Built in about 2012 by journalist Ken Schwencke, the LA Times quake bot works something like this: it reads an alert from the United States Geological Survey (USGS) about earthquakes and applies a journalistic rule of thumb to assess newsworthiness based on magnitude and distance from Los Angeles. Then it applies basic journalist writing style to turn the USGS alert into a news alert, which can be distributed through the LA Times channels.

Of course, being a bot — which in this case means a line of code sitting on the LA Times server — the bot reporter does this more quickly than it takes to read this, and certainly much more quickly than it would take a human reporter to scan the survey, make the same assessment, punch out the key strokes and press send.

Where this particular bot reporter got into trouble was from that very old computer principle: garbage in, garbage out (with a touch of a Y2K hangover). A USGS researcher was correcting the historic record about the exact centre of a genuine earthquake in 1925. The USGS warning system read the correction as a new event and put out an alert, which the LA Times quake bot read, parsed according to its rules and turned into breaking news.
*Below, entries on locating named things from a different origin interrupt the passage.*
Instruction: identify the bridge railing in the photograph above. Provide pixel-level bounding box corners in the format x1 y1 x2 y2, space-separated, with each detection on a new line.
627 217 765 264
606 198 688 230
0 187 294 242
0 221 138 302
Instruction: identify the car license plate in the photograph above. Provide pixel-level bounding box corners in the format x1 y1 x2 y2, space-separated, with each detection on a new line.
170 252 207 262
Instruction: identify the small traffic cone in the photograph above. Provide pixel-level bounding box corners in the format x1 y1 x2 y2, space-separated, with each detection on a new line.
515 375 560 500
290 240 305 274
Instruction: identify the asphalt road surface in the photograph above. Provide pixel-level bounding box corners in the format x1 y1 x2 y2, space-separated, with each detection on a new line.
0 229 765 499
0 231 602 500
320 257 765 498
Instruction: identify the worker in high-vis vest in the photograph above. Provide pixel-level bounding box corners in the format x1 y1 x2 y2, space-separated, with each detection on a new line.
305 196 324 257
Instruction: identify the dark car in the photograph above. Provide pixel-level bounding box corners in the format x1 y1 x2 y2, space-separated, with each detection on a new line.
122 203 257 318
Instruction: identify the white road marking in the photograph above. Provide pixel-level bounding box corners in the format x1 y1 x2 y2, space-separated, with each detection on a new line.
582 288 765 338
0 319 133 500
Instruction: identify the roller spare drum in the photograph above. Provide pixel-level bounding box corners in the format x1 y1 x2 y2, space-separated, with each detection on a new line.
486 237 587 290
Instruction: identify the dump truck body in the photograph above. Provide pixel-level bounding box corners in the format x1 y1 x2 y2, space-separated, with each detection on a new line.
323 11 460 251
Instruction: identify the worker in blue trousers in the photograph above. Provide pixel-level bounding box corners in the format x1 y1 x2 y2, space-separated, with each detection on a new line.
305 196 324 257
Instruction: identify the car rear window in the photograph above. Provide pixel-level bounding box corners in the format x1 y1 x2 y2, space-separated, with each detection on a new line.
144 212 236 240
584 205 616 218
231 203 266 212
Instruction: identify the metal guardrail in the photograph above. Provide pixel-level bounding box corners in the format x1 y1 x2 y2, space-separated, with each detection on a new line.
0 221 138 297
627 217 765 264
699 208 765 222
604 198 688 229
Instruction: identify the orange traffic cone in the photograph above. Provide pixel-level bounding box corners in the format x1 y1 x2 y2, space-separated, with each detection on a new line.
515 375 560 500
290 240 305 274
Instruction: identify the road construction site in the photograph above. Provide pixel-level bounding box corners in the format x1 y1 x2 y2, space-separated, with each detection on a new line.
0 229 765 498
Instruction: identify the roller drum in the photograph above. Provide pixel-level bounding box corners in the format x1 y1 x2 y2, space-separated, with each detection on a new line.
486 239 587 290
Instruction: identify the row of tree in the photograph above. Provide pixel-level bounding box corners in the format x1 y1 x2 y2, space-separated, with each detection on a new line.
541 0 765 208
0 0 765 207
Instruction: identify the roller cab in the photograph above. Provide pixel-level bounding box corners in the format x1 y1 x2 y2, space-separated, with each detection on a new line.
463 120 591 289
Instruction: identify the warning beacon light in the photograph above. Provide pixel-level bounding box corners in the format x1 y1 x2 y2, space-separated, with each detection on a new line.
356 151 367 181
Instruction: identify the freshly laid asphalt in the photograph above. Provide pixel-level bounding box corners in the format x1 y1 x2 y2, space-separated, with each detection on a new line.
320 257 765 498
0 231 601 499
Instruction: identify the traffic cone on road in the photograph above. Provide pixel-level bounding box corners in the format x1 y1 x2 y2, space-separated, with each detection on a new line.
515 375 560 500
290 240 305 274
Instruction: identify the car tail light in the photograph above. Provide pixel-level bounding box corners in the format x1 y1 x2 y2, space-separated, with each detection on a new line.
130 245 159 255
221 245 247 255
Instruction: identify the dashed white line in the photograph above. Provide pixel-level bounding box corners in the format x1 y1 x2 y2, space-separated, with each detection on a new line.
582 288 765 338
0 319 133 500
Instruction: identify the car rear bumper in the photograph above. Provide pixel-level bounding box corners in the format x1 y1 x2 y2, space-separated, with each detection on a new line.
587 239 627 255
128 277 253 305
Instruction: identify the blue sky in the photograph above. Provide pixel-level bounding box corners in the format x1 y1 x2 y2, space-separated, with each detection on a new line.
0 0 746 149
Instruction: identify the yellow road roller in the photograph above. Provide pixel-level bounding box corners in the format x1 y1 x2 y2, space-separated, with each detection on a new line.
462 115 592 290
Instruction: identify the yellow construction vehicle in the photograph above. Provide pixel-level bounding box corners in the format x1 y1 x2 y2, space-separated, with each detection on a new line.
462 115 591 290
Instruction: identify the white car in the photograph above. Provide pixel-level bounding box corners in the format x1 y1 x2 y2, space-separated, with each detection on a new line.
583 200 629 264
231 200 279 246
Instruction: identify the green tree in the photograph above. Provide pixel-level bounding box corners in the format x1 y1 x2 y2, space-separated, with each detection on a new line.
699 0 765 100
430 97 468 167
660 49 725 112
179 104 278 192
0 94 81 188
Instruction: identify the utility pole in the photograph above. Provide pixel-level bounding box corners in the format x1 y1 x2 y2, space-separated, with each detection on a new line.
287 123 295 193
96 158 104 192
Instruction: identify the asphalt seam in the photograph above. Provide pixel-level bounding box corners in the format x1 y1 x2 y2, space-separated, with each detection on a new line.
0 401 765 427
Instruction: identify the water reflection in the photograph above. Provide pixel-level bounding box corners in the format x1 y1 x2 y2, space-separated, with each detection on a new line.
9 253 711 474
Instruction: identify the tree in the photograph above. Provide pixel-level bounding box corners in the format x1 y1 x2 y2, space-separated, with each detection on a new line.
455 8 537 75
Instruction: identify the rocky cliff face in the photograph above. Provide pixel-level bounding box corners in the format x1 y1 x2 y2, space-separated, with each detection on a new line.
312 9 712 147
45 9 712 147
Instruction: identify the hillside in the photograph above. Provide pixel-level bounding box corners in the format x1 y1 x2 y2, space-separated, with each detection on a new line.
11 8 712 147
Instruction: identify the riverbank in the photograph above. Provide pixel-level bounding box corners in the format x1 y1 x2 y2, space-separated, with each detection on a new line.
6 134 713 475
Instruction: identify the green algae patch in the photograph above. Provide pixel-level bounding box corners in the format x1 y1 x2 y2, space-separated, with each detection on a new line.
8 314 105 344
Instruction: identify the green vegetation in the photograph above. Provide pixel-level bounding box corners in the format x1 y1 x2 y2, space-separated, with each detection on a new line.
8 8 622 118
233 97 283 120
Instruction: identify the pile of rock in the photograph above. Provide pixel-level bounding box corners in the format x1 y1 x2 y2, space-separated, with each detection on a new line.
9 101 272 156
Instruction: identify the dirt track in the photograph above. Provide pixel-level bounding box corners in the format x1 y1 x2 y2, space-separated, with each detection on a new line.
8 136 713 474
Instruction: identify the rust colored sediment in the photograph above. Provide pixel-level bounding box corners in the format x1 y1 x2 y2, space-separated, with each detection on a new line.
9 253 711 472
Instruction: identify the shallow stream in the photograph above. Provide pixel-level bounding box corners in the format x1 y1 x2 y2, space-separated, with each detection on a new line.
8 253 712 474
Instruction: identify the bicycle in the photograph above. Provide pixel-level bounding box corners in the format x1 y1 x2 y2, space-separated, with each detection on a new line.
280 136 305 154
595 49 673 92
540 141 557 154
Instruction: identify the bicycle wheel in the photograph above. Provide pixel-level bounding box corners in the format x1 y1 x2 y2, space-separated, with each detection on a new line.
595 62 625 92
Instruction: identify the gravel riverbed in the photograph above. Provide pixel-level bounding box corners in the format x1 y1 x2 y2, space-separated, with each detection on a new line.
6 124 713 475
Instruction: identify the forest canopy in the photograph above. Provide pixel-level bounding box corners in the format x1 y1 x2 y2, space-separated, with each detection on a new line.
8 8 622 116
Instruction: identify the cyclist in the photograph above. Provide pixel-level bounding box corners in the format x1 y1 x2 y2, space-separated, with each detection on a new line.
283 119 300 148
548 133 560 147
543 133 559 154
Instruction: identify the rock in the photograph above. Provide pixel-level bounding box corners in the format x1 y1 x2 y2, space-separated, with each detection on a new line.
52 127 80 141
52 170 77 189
The error was quickly corrected by the USGS and by the quake bot in turn, within a matter of minutes, proving again the online adage: “If it’s wrong, it’s not wrong for long!”

OK, a wryly amusing story about the world of bots. But more than that, it alerts us to the increasing role that bots are playing in the news ecosystem, whether we’re aware of it or not. And we’re only at the beginning.

For a lot of journalists, there’s something existentially terrifying about this: You’re telling me the creative principles of journalism can be boiled down to lines of code?

Yep: In this case What+/-Where+/-When = Newsworthiness.

Hang on, there computer! That’s OUR job.

It’s in commodified data-dependent news that bots work best: sport match reports, financial announcements, government reports, police alerts and, of course, earth tremors. They are most common when speed matters. For example, The Washington Post used a bot to turn around results from the Rio Olympics.

[Can robots do journalists’ jobs better than we can?]

But before we get too panicked, let’s remember a lot of this is formulaic drudge work. If we’re honest, no human really wanted to do it. Often it was “training” work that, apparently, taught the value of accuracy. Now that major news organisations have about half as many journalists as a decade ago, getting a bot to do this drudge work is just good use of resources.

More significant is that bots are now enabling us to personalise those stories. Most of the billions of bot stories generated each year are for an audience of one. For example, if you play fantasy football, you can receive a “news” report as if you’re fantasy team actually played. Or for your daughter’s under-10 cricket team’s best plays of the weekend. You provide the data, get back a journalistically written match report for publishing to family and friends.

So, in commodified news, bots aren’t so much replacing reporters as back-filling the gaps the job losses are leaving and creating new opportunities, particularly in what we can call audience-of-one news.

Now, bots are being designed to learn to use artificial intelligence to work with human reporters to uncover stories that would otherwise be missed, particularly data-heavy work — such as politicians’ expenses. This strengthens journalism by expanding both scope and scale of the stories we can tell.

As a delaying tactic, there is a tendency by politicians and bureaucrats to attempt to gum up the works, by making data hard to access, often relying on hand-writing or protected PDFs, which require hacking or specialised Optical Character Recognition or re-keyboarding to get the data into a form that the bot can process.

But it’s just a delay. Journalists are experimenting with bots and AI to process data, write reports and even handle the bad bots of fake news. This will only increase. Soon, it will be universal in news organisations.

So what will we need people for once they’ve coded the bots? Creativity, empathy, character: the very human side of story-telling.

*Disclosure: Christopher Warren is developing a conversation platform using bots and AI to tell personal stories in superannuation.